飲んでいれば依存症。飲まなければ依存症ではない。
だが、飲んでいようと断酒していようと、お酒が害としかならない
身である事に変わりは無いと話された方。

それぞれ、立場も年齢も異なる人達が、それぞれの生き様を
吐露する場があり、そこに自分が参加できるという事は本当に
有り難い事である。
本人、家族、医療スタッフが一堂に会するこの院内例会だけは
大事にしていかねばならない。
自身にとっても、月に一度、得難い勉強をさせて頂ける
場でもあるのだ。

今一度、原点を置き直す。

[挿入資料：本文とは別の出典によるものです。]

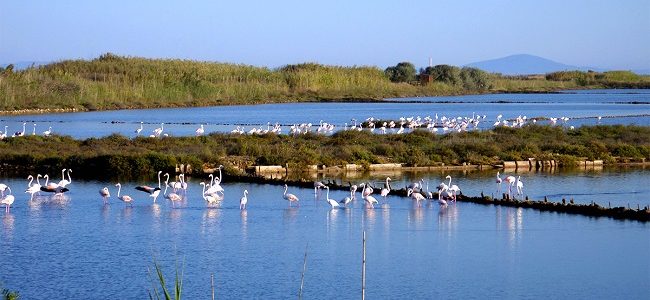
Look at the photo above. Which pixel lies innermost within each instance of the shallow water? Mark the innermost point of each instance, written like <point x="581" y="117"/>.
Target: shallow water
<point x="615" y="106"/>
<point x="79" y="248"/>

結論として自分に課した事であるが、
偶然にも今回より断酒一年表彰の記念品がアルバムに変わった。

「歩」という色紙が貼られ、表彰の記念写真を貼るという
主旨らしい。
私が頂いたのは、「原点」という楯であった。
本棚に飾っているが、いつも見えるところにあるその楯が
気に入っているので、早い目にもらえていて、良かったなと
不謹慎な事を考えていた。

院長先生のお話は、一般の病気に関してはまず通院、
そして必要な場合に入院となるが、依存症については入院、
隔離が大原則であった事に疑問を持たれていた事。
通院治療など到底不可能とされていた時代に、通院治療の
専門医として開院し、今年で27年になる事。
特別な事ではなくて、依存症が病気である以上、
入院だけではなく、通院があってしかるべきとの考えだった事。
そして、専門医療というのは、糖尿病等と同じく通院、
入院以降の生活の方が大切である以上、教育医療とも
言うべきものである事等、私自身、認識を新たにする事が
出来た貴重なものであった。

何となく億劫で、先月、先々月と、2回も例会を欠席したことが
悔やまれたが、その意義を新たに認識した以上、今後は欠かさず
参加したいと思う。

ようやく谷の下死点は過ぎたようである。
徐々に上昇へと転じていきたい。